In some parts of Italy, vines are cultivated together with Mulberry trees, and are allowed to mingle and hang in festoons; thus silk and wine are produced on the same spot; and it is considered that when vines are allowed to grow over trees, on the side of a house, or on bowers, or extended on tall poles, without much trimming, they will produce more fruit, and are not so liable to mildew.
Dr. G. W. Chapman, of New-York, having paid some attention to the cultivation of native Grapes, observes, that the vine, in its natural state, seldom or never throws out bearing shoots until it reaches the top of the tree on which it ascends, when the branches take a horizontal or descending position.
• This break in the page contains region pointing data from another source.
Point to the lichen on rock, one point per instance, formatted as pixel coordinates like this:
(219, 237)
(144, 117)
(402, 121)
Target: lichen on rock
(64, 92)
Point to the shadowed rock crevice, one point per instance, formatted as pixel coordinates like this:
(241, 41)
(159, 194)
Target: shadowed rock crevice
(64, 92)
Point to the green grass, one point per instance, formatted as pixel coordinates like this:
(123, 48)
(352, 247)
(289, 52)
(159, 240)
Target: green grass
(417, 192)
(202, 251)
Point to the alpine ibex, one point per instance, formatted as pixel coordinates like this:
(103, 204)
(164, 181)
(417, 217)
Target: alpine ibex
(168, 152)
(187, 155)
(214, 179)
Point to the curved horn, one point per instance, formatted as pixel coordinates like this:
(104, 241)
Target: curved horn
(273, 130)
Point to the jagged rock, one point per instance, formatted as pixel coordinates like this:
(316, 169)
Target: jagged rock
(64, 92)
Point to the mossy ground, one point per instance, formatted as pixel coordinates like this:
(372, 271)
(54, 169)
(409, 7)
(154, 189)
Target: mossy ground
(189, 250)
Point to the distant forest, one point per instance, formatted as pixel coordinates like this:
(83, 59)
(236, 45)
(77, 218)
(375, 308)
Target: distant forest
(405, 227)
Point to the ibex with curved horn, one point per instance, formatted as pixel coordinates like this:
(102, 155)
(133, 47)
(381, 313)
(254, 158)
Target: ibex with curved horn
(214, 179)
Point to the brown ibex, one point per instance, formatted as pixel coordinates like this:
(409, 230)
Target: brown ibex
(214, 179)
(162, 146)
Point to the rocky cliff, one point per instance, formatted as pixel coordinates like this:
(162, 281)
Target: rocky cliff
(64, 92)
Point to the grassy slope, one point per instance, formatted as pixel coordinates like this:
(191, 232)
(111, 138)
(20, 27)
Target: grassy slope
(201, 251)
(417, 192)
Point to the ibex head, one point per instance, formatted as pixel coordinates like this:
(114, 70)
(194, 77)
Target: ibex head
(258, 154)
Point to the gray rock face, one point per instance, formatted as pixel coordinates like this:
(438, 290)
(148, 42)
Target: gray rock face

From this fact he considers horizontal training preferable to that in the fan shape. From the experiments he has made, he has found that the shoots coming from those parts of the branches bent downward, are more productive than from those ascending; he considers deep digging around the vine, even to the destruction of some of the extending roots, as calculated to promote the growth of more fruit and less wood, than if allowed to spread near the surface; and he disapproves stopping the shoots before the fruit until early in July.
Mr. William Wilson, of Clermont, leaves his foreign vines their whole length at the time of trimming in October. In November, they are laid on the ground at full length, fastened down with pins, and covered lightly with earth; in this state they lie all the winter. In April, as soon as the weather will permit, they are uncovered and left lying on the ground ten or twelve days: by the first of May, the vines are trained to stakes or poles of the length of ten feet and upward; and by the middle of June the stakes are entirely covered by new shoots of the vine, and with plenty of fruit, which ripens in September. Mr. W. says, that until he pursued his present course, his fruit was frequently blasted and mildewed, but that he has now vines twenty or thirty feet long, which run up the fruit trees adjoining; others, being carried up eight or ten feet, are stretched horizontally. It is seldom he gathers fruit within three or four feet of the ground, and he has never any blasted or infected with mildew; he keeps the ground cultivated by frequent hoeing; but he says he has used no manure for ten years or more.